Do guineas eat foliage? I was curious and reading up on chiggers and it seems that they inhabit dense, lush foliage. Maybe guineas cut down on their habitat? Just a thought.


----------



## PKBoo (Apr 10, 2008)

mommagoose - my DH and DDs are B+ blood type, and they get mosquito bites all the time. I'm O+ and I don't get bit as much. I wonder if there's a correlation?


----------



## patsdogs (Jun 18, 2009)

Hmmm. That's interesting. All I need to do is walk outside to have something munching on me. Chiggers in particular. My daughter doesn't have nearly as much trouble with it. I'm B+ and she is not.

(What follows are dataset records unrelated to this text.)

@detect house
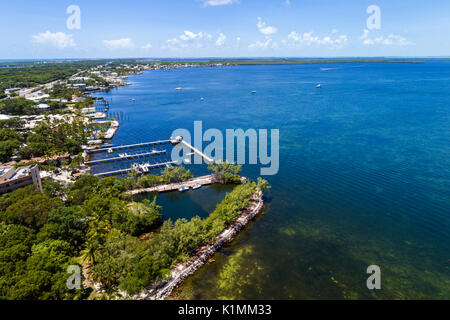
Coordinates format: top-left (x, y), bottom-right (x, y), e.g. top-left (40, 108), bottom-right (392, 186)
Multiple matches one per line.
top-left (0, 165), bottom-right (43, 195)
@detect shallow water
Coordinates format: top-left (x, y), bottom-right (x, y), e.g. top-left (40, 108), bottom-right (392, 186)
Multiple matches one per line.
top-left (93, 61), bottom-right (450, 299)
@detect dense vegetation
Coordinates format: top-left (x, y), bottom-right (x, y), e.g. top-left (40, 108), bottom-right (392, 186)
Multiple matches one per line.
top-left (0, 115), bottom-right (91, 163)
top-left (0, 60), bottom-right (108, 98)
top-left (208, 161), bottom-right (242, 184)
top-left (0, 165), bottom-right (268, 299)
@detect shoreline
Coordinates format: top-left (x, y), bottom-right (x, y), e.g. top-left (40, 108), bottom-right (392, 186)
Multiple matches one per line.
top-left (136, 190), bottom-right (264, 300)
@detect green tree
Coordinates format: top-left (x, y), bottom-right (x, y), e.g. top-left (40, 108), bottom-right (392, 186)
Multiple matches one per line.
top-left (208, 161), bottom-right (242, 184)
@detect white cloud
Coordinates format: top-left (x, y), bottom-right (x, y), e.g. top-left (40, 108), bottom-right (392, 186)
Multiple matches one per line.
top-left (180, 30), bottom-right (205, 41)
top-left (360, 29), bottom-right (415, 46)
top-left (32, 31), bottom-right (76, 49)
top-left (249, 37), bottom-right (278, 49)
top-left (202, 0), bottom-right (238, 6)
top-left (102, 38), bottom-right (134, 49)
top-left (285, 0), bottom-right (291, 6)
top-left (287, 31), bottom-right (348, 48)
top-left (142, 43), bottom-right (152, 49)
top-left (162, 30), bottom-right (213, 50)
top-left (216, 33), bottom-right (227, 46)
top-left (257, 17), bottom-right (277, 35)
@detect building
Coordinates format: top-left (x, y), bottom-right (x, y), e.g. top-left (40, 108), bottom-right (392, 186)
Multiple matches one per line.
top-left (0, 165), bottom-right (43, 195)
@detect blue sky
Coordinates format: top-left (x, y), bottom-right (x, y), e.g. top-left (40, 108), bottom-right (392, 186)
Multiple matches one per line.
top-left (0, 0), bottom-right (449, 59)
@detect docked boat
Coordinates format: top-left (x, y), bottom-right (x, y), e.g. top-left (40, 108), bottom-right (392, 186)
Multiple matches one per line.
top-left (119, 153), bottom-right (128, 159)
top-left (178, 185), bottom-right (189, 192)
top-left (192, 184), bottom-right (201, 190)
top-left (107, 148), bottom-right (113, 154)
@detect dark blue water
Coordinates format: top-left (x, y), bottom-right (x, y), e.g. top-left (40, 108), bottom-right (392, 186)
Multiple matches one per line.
top-left (93, 62), bottom-right (450, 299)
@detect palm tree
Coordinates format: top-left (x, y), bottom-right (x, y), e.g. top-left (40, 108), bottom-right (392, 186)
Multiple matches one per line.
top-left (81, 240), bottom-right (99, 265)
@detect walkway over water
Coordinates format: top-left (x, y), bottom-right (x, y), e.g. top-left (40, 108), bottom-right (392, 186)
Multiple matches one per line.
top-left (86, 150), bottom-right (167, 165)
top-left (170, 136), bottom-right (214, 164)
top-left (86, 140), bottom-right (172, 154)
top-left (94, 161), bottom-right (178, 177)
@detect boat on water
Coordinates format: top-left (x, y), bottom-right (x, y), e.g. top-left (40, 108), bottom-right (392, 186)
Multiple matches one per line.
top-left (107, 148), bottom-right (113, 154)
top-left (200, 97), bottom-right (205, 101)
top-left (175, 87), bottom-right (183, 91)
top-left (119, 153), bottom-right (128, 159)
top-left (251, 90), bottom-right (257, 94)
top-left (316, 84), bottom-right (322, 88)
top-left (184, 158), bottom-right (191, 164)
top-left (178, 185), bottom-right (189, 192)
top-left (192, 184), bottom-right (201, 190)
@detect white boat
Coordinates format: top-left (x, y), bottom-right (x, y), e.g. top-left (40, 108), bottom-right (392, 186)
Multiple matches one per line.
top-left (316, 84), bottom-right (322, 88)
top-left (178, 185), bottom-right (189, 192)
top-left (192, 184), bottom-right (201, 190)
top-left (132, 163), bottom-right (139, 170)
top-left (107, 148), bottom-right (113, 154)
top-left (175, 87), bottom-right (183, 91)
top-left (200, 97), bottom-right (205, 101)
top-left (119, 153), bottom-right (128, 159)
top-left (251, 90), bottom-right (257, 94)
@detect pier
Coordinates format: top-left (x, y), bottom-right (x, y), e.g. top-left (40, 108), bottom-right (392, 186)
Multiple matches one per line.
top-left (87, 140), bottom-right (171, 154)
top-left (127, 174), bottom-right (217, 195)
top-left (86, 150), bottom-right (167, 166)
top-left (94, 161), bottom-right (178, 177)
top-left (170, 136), bottom-right (214, 164)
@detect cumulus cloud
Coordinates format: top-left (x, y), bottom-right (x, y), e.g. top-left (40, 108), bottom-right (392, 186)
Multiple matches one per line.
top-left (102, 38), bottom-right (134, 49)
top-left (162, 30), bottom-right (213, 50)
top-left (32, 31), bottom-right (76, 49)
top-left (249, 37), bottom-right (278, 49)
top-left (141, 43), bottom-right (152, 49)
top-left (201, 0), bottom-right (239, 6)
top-left (257, 17), bottom-right (277, 35)
top-left (215, 33), bottom-right (227, 46)
top-left (360, 29), bottom-right (415, 46)
top-left (287, 31), bottom-right (348, 48)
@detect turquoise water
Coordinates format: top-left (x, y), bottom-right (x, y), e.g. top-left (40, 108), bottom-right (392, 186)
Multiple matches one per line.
top-left (93, 61), bottom-right (449, 299)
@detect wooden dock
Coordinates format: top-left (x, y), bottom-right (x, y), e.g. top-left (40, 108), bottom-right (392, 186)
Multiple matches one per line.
top-left (87, 140), bottom-right (171, 154)
top-left (95, 161), bottom-right (178, 177)
top-left (126, 174), bottom-right (217, 195)
top-left (86, 150), bottom-right (167, 165)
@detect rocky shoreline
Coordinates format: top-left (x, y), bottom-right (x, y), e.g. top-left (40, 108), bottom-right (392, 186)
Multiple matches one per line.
top-left (136, 190), bottom-right (264, 300)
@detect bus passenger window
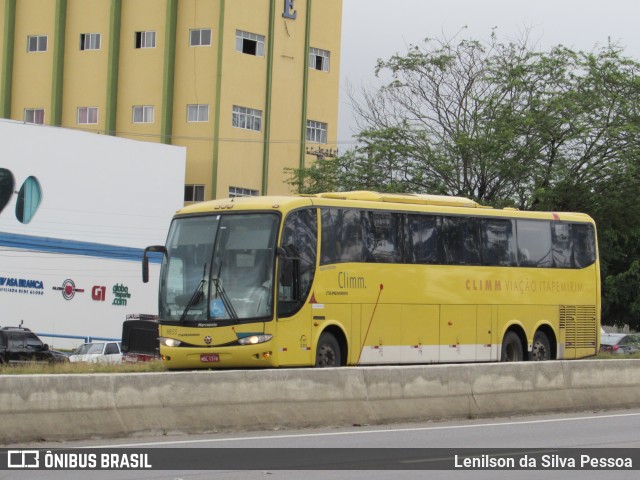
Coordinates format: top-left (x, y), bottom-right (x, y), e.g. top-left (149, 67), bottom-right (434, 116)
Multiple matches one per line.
top-left (406, 215), bottom-right (439, 264)
top-left (441, 216), bottom-right (480, 265)
top-left (480, 219), bottom-right (516, 266)
top-left (516, 220), bottom-right (553, 268)
top-left (363, 211), bottom-right (401, 263)
top-left (320, 208), bottom-right (363, 264)
top-left (573, 223), bottom-right (596, 268)
top-left (320, 208), bottom-right (338, 264)
top-left (551, 223), bottom-right (573, 268)
top-left (339, 209), bottom-right (364, 263)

I wonder if it makes a difference??


----------



## waterpossum (Apr 19, 2009)

i/m o+ and believe me they still eat on me!! i think it depends on the meanness in the person...chiggers just don/t like mean people...they llike em sweet as sugar...least thats what my wife says i am so it must be true cause women always tell the truth!!!


----------



## Jennifer L. (May 10, 2002)

chickenista said:


> I don't get chiggers.
> Ever.
> They don't like me.
> I consider myself fortunate.
> So, who hates me now?



I don't even know what chiggers _ARE_!

Anyone want to move to New York State? 

Jennifer


----------